Hi! I've a scan problem with my all-in-one printer. The message is:AppName: file.exe, AppVer: 1.0.0.1,ModName: esui.dll, ModVer: 2.3.0.1, Offset: 000622f1
I already reinstalled the driver for the epson scan and I also reinstalled the hole printer. It's possible to scan to the SD Card but not to the pc. The other functions of the printer are working very well.
My system is XP, 80GB, 1024RAM, 128 graphic card. The printer is conected with USB.
Does anybody can help me? Thank's a lot!


----------



## pbullous (Feb 16, 2005)

*Epson scanner (CX6400) and esui.dll error*

I have had exactly the same problem with my Epson scanner (CX6400).
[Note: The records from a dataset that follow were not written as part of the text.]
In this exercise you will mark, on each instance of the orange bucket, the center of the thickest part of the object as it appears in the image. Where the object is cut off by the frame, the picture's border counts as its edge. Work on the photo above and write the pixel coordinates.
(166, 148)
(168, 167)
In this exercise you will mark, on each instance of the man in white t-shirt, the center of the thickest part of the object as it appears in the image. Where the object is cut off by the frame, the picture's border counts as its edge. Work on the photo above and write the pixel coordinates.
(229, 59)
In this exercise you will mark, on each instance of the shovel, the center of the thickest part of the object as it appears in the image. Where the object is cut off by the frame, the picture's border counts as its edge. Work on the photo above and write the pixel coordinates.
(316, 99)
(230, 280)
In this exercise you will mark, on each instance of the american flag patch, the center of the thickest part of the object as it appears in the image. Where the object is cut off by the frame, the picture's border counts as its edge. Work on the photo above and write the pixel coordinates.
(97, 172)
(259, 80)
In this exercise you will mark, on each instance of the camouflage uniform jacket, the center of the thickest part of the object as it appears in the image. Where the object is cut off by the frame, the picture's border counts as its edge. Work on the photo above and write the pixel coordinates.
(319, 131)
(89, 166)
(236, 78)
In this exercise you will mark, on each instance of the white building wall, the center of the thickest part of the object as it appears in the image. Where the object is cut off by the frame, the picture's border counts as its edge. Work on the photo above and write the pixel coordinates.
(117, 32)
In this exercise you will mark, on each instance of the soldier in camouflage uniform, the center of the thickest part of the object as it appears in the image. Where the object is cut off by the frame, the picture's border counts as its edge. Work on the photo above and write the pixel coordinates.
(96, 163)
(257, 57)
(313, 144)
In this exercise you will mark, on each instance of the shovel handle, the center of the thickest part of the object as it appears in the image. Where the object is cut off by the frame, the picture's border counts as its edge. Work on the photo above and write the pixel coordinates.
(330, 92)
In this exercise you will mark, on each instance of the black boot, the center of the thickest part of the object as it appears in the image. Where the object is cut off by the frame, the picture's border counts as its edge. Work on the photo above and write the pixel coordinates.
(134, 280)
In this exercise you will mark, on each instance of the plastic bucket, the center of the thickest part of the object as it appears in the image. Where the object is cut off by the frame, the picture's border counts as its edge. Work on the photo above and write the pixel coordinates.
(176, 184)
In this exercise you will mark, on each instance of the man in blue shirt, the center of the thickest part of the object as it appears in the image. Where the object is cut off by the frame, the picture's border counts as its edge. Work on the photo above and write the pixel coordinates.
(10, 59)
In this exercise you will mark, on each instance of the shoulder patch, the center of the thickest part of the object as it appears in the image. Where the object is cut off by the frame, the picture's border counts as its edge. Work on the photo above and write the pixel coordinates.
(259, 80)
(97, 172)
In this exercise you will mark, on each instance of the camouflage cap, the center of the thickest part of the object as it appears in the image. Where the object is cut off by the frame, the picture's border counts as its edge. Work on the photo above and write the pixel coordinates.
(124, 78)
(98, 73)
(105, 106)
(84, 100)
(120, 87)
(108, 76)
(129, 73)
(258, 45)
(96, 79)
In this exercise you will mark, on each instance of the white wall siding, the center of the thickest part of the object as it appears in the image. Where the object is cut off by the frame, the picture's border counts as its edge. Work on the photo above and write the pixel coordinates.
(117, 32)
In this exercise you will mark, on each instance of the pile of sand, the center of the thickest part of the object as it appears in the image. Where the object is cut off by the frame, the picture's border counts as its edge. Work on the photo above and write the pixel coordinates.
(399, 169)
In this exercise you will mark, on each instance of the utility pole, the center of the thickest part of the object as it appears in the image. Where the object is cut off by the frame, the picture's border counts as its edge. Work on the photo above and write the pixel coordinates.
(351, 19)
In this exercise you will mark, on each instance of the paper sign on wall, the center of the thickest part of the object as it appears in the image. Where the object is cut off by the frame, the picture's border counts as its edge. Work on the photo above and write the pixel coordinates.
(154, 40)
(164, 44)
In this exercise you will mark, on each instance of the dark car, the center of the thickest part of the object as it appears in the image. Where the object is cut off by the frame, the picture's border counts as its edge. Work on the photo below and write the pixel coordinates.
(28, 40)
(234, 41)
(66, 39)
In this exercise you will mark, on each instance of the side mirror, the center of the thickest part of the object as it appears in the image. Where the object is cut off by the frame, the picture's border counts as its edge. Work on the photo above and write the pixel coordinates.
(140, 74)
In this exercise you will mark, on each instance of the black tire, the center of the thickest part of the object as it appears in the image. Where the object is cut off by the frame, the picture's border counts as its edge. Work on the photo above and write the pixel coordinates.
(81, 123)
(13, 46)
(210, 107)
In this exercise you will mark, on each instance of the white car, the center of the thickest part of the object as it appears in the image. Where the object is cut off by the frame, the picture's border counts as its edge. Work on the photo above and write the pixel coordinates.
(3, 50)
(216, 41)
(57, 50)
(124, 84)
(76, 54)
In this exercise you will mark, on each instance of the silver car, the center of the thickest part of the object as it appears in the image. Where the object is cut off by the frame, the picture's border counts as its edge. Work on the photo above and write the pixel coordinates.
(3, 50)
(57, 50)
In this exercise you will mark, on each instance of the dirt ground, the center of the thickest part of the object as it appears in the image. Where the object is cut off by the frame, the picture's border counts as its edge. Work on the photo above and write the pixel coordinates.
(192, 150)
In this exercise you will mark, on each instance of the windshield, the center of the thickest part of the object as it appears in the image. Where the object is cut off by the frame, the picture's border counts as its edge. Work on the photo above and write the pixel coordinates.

I have emailed Epson support for a fix, but havn't had a reply yet. I have also tried re-installing the printer / scanner software and continue to get the same error. I think this must be a fairly recent occurence because I haven't seen much about it on internet searches. Also I have sent off error reports to Microsoft every time the scanner refused to work, so they should hopefully be examining those by now! It works OK from my other O.S. which is Linux SuSe Pro 9.2, so it's not the scanner or printer - it's definitely something to do with an update to windows.
Anbody else have this problem and / or know of a fix?
Regards.
PJB


----------



## appla_2000 (Jan 27, 2005)

Hello

Thanks for you answer. I could solve the problem. I just made a system restoration back to the time when the scanner worked properly. I also found out that the scanner worked with my grafic programm.
I don't know if an update of the windowssystem was the problem or an installation of an other software. 
The epson support was not a great help. They just gave me the advise to install a new driver (but I had the new one already installed). They final recomendation was to call a pc specialist. Isn't that helpful? :laugh: 

Best regards, appla_2000


----------



## GordMacDonald (Jan 22, 2006)

I had the same problem with the epson cx4800 all-in-one

I uninstalled the drivers and reinstalled them to no avail. After a few attempts, I did the following:

1) uninstalled the scanner from add/remove progams in the control panel
2) unplugged the usb connection
3) rebooted the system
4) went into the registry and removed the references to the scanner in HKEY_CURRENT_USER->software->Epson.
note - I only removed the scanner entries not the entire epson key.
5) rebooted the system and reinstalled the drivers

The scanner came up like a charm

Gord


----------